サイは簡潔に状況を言うとヨーメイを後方に連れて行く様に言いそれを聞いた兵士達は動いていく。サイにM4ライフルを渡すと彼は慣れた手つきで薬室に初弾を装填させると異宙人達に向けて発泡をしていくと突然の増援に対応出来なくなったのか数十分後には異宙人達は全滅をした。

 

 

サイは急いで病院に向かうとそこには目を閉じたままベッドで横たわっているヨーメイの姿があり周りにはカゲチヨやシディにライにレンとカンナとヒサメがいた。

 

ヒサメ「どうして・・・どうしてヨーメイちゃんがこんな目に」

カンナ「大丈夫よヨーメイちゃんはなんだかんだ言って悪運が強いから大丈夫よ」

 

レンも心配そうに見ておりライが大丈夫だと言って落ち着かせた。

 

カゲチヨ「何があったんだ?」

サイ「異宙人達によるテロ行為だよ。

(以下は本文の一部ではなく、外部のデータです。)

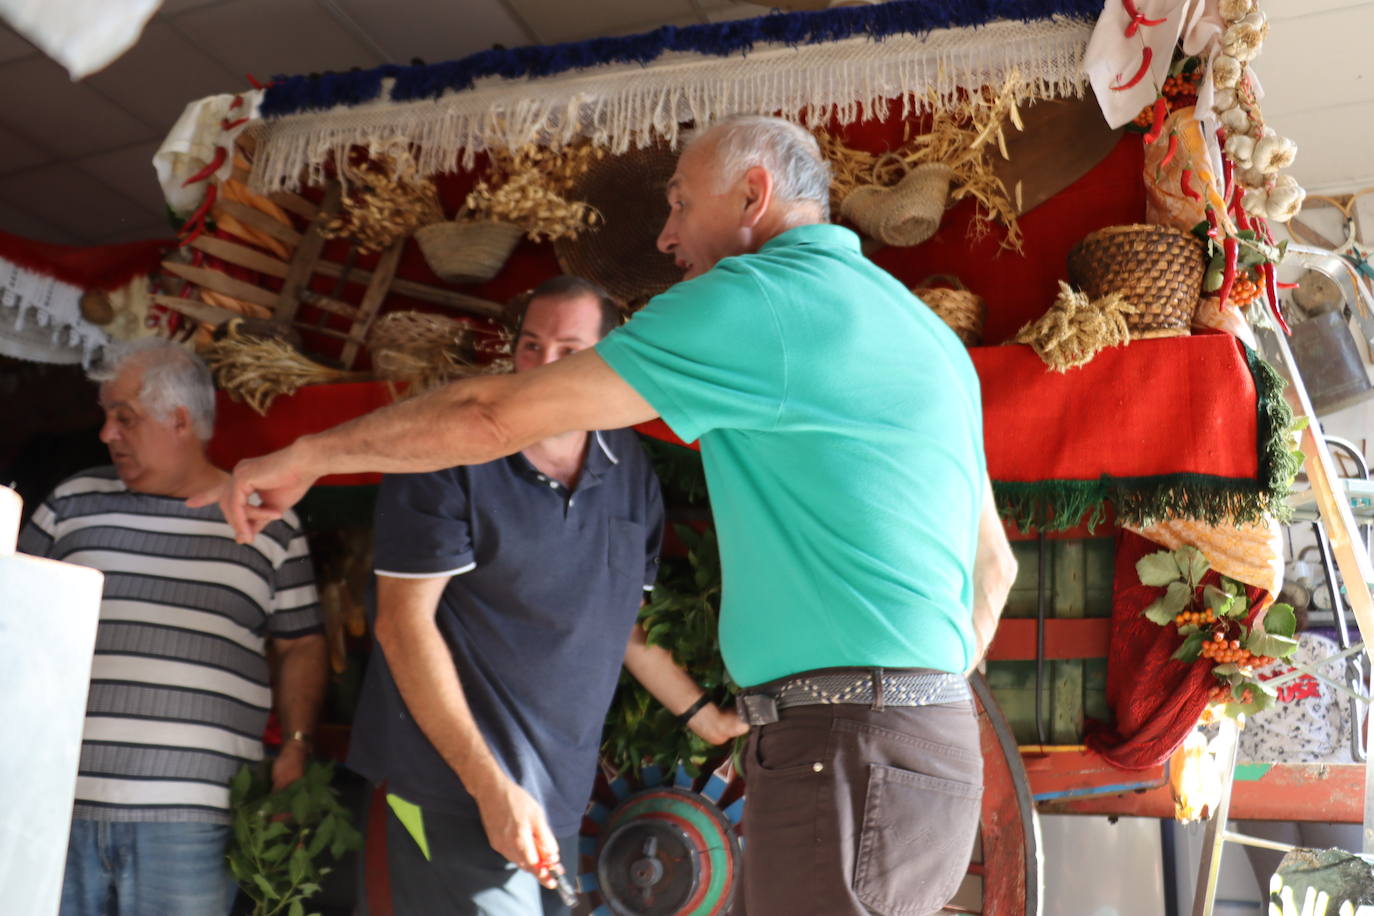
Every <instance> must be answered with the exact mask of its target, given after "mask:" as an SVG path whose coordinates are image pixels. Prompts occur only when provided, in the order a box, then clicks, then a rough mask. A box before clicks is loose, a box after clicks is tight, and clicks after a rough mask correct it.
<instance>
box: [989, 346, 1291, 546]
mask: <svg viewBox="0 0 1374 916" xmlns="http://www.w3.org/2000/svg"><path fill="white" fill-rule="evenodd" d="M1245 356H1246V361H1248V363H1249V368H1250V376H1252V378H1253V379H1254V390H1256V401H1257V420H1259V422H1257V424H1256V426H1257V439H1259V441H1257V444H1256V445H1257V455H1259V474H1257V479H1253V481H1250V479H1243V478H1227V477H1213V475H1209V474H1158V475H1150V477H1112V475H1106V474H1103V475H1102V477H1101V478H1098V479H1095V481H1031V482H1007V481H993V482H992V490H993V496H995V497H996V501H998V509H999V511H1000V514H1002V516H1003V518H1006V519H1009V520H1011V522H1013V523H1014V525H1015V526H1017V527H1018V529H1020V530H1021V531H1029V530H1032V529H1039V530H1043V531H1063V530H1068V529H1072V527H1076V526H1077V525H1080V523H1085V525H1087V526H1088V529H1090V530H1091V529H1094V527H1096V526H1098V525H1101V523H1102V522H1103V520H1105V518H1106V505H1107V503H1110V504H1112V507H1113V508H1114V509H1116V519H1117V522H1118V523H1121V525H1131V526H1135V527H1143V526H1147V525H1154V523H1156V522H1161V520H1167V519H1194V520H1200V522H1205V523H1206V525H1223V523H1242V525H1245V523H1256V522H1261V520H1263V519H1264V518H1265V516H1274V518H1276V519H1278V520H1281V522H1283V520H1287V519H1289V518H1290V516H1292V509H1290V508H1289V505H1287V494H1289V492H1290V490H1292V489H1293V478H1294V477H1297V472H1298V471H1300V470H1301V468H1303V453H1301V452H1300V450H1297V449H1294V448H1292V442H1293V433H1294V431H1297V430H1300V428H1301V427H1303V426H1304V423H1294V419H1293V409H1292V408H1290V407H1289V404H1287V401H1286V400H1285V398H1283V389H1285V387H1286V385H1287V383H1286V382H1285V380H1283V376H1281V375H1279V374H1278V372H1276V371H1275V369H1274V367H1272V365H1270V364H1268V363H1265V361H1264V360H1263V358H1261V357H1260V356H1259V354H1257V353H1256V352H1254V350H1250V349H1249V347H1246V349H1245Z"/></svg>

ヨーメイちゃんは子供を守ろうとして銃撃を受けたんだ、僕があの時咄嗟に動いていれば」

シディ「サイのせいじゃない」

 

サイは頭を抱えながらヨーメイを助けられなかった事を後悔するとシディはサイのせいじゃ無いと言って落ち着かせる。

 

 

 

 

 

 

 

統合軍の基地内にある会議室でも今回の異宙人のテロ行為による事態は深刻だとして会議が行われていた。

 

「それで今回によるテロについてですが異宙人達の死体を調べた所、防弾チョッキや体内から薬物の反応がありました」

No11「成程、報告を受けていた通り奴らが何故数発の銃弾を受けても死なないのか理解は出来た。それでその装備などの出所は判明したか?」

「いいえそこまではまだです。現在情報部が目下調査中との事です」

ヌル「それで?No11さんこの事態をどうやって終わらせますか」

 

報告を全て聞き終えるとヌルは手をあげてNo11にどうやってこの事態を終わらせるのか聞いてきた。

 

No11「決まってんだろ、奴らに装備を渡した連中を全員あの世送りにさせてやるんだ。カレコレ屋の仲間を手にかけたんだ地獄を見せてやるぞ」

 

No11の言葉に会議に参加をしていた統合軍の人らも全員が同じ気持ちとなりヌルは身震いをした。